How can we realize in an exercise that which of the given interest rates is the interest rate of the home country and which one is the foreign country interest rate? Such as the following example: The rate of exchange for the currency pair USDJPY is 106.800. The interest rate of Japan is 4% while the USA’s is 5%. Apply the rule of IFE and calculate the future spot rate.
To calculate future spot rate, you don't actually need to care which one is the home currency. What you care about is which one is commodity currency and which one is term currency. In this case, the commodity currency is the USD, and the term currency is the Yen. So the IR of Japan is considered as the IR of the term currency You only care about home and foreign currency when considering if this is 'direct or indirect quote' type of questions
It's the other way around. Higher inflation leads to higher interest rates because investors will want to be compensated for lost purchasing power and will require higher interest rates to offset rising prices.

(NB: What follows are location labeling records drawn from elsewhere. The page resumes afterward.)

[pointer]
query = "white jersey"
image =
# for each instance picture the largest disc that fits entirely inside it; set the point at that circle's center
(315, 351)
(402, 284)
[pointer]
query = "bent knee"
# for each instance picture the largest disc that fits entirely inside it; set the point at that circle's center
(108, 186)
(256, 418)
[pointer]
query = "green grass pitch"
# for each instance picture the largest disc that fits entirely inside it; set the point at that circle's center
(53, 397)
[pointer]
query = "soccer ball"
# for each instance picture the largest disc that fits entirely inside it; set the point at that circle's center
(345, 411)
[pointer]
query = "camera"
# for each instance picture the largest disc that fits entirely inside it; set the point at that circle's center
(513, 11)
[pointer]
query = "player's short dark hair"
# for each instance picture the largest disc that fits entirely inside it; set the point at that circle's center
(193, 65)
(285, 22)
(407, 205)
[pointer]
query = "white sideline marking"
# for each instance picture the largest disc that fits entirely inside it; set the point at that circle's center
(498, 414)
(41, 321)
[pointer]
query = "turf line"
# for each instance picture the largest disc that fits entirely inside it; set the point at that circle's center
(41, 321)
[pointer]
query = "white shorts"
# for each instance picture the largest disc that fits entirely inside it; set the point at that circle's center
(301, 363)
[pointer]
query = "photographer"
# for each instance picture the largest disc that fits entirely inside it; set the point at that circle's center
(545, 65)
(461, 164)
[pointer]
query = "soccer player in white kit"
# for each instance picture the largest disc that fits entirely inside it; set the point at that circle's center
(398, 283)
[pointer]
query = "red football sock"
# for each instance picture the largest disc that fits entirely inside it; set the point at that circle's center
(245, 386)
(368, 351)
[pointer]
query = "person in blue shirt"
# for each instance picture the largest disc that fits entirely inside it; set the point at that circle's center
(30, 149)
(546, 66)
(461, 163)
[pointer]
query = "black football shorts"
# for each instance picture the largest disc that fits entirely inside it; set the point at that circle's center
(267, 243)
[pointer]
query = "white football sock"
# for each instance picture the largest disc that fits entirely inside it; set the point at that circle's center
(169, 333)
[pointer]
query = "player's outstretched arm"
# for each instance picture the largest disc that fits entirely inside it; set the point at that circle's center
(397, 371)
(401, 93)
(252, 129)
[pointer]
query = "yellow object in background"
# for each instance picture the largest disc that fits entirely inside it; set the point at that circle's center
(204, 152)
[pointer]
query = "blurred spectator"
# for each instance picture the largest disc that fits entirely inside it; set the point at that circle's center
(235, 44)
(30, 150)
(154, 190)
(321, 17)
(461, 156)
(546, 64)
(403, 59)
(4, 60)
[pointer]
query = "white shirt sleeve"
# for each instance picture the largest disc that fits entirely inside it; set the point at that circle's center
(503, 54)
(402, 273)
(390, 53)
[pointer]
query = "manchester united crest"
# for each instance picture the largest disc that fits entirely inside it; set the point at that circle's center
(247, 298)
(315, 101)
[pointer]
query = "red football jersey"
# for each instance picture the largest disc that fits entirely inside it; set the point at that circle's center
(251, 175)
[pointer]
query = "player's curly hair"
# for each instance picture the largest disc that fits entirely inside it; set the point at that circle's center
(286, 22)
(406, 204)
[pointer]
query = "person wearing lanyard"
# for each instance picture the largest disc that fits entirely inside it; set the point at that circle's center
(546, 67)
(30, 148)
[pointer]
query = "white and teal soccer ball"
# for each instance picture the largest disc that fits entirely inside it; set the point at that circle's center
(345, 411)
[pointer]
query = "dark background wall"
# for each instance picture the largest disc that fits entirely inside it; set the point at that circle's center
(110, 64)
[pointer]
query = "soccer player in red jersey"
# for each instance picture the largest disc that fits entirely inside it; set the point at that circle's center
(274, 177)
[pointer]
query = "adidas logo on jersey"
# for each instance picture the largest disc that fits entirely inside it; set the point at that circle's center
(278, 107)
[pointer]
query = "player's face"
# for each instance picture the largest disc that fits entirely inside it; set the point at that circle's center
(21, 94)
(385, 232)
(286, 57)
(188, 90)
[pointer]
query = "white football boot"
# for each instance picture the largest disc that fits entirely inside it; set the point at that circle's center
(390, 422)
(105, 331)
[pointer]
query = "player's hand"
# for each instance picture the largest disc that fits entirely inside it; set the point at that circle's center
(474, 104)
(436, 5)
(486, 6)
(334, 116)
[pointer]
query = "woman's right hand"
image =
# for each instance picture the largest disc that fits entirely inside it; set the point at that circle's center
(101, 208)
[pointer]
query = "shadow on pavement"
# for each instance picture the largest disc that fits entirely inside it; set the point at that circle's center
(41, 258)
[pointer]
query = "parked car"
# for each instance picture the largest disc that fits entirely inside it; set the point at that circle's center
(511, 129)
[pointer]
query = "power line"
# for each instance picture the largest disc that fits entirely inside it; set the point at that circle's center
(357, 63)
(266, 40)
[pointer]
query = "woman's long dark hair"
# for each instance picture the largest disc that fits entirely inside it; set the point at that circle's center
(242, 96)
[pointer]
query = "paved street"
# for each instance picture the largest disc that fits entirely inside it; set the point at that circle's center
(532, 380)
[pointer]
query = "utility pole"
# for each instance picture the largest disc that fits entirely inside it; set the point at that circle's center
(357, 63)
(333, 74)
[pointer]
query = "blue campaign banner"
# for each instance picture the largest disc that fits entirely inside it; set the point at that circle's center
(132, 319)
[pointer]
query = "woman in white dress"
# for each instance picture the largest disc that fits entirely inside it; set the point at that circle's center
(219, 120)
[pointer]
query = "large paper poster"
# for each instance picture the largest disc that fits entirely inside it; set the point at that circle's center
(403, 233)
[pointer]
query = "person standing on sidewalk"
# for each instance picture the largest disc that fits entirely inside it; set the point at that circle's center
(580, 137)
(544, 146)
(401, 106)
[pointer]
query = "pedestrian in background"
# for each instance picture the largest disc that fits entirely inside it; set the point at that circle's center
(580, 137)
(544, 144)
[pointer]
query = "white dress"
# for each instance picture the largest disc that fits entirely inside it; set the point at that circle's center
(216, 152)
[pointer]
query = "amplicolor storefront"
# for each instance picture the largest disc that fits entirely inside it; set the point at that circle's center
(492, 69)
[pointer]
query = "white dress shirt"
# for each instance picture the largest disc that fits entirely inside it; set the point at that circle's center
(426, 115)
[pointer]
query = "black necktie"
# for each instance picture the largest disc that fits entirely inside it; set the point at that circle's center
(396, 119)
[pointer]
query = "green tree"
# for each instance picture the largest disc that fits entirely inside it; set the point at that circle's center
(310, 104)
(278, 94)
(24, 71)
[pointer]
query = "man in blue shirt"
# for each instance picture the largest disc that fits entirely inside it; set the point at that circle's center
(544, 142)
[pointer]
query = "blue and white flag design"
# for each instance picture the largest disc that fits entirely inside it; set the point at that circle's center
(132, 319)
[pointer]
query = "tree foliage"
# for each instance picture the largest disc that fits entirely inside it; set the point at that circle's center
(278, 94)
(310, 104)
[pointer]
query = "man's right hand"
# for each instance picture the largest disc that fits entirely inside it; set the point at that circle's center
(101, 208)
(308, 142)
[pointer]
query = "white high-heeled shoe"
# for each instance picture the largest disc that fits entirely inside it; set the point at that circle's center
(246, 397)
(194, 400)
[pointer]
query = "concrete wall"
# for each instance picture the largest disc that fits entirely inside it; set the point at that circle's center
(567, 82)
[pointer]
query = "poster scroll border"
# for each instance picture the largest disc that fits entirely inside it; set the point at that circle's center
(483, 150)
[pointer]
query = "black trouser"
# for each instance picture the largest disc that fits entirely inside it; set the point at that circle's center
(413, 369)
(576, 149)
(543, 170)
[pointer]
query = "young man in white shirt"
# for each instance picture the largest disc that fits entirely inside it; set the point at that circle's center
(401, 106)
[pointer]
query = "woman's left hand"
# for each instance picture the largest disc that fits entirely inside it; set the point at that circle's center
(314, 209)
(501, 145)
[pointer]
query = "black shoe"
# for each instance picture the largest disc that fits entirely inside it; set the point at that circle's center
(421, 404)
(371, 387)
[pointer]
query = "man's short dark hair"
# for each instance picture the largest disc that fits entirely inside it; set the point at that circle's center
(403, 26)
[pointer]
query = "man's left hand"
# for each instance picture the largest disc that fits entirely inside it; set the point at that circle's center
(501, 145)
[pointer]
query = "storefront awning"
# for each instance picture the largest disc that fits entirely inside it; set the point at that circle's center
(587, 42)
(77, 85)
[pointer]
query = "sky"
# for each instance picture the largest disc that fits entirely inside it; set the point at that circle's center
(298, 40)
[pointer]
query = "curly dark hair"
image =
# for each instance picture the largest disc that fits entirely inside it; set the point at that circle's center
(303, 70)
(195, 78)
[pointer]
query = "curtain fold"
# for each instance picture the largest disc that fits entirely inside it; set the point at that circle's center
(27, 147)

You have to link this video with the Fisher Effect: Nominal IR = Real IR + Inflation. So there you go: higher inflation leads to higher nominal interest rate
They are like two sides of the same coin. Uncovered interest rate parity states that the difference in interest rates between two countries will equal the relative change in the foreign exchange rates over the same period. The International Fisher Effect (IFE) states that the expected disparity between the exchange rates of two currencies is approximately equal to the difference between their countries' nominal interest rates.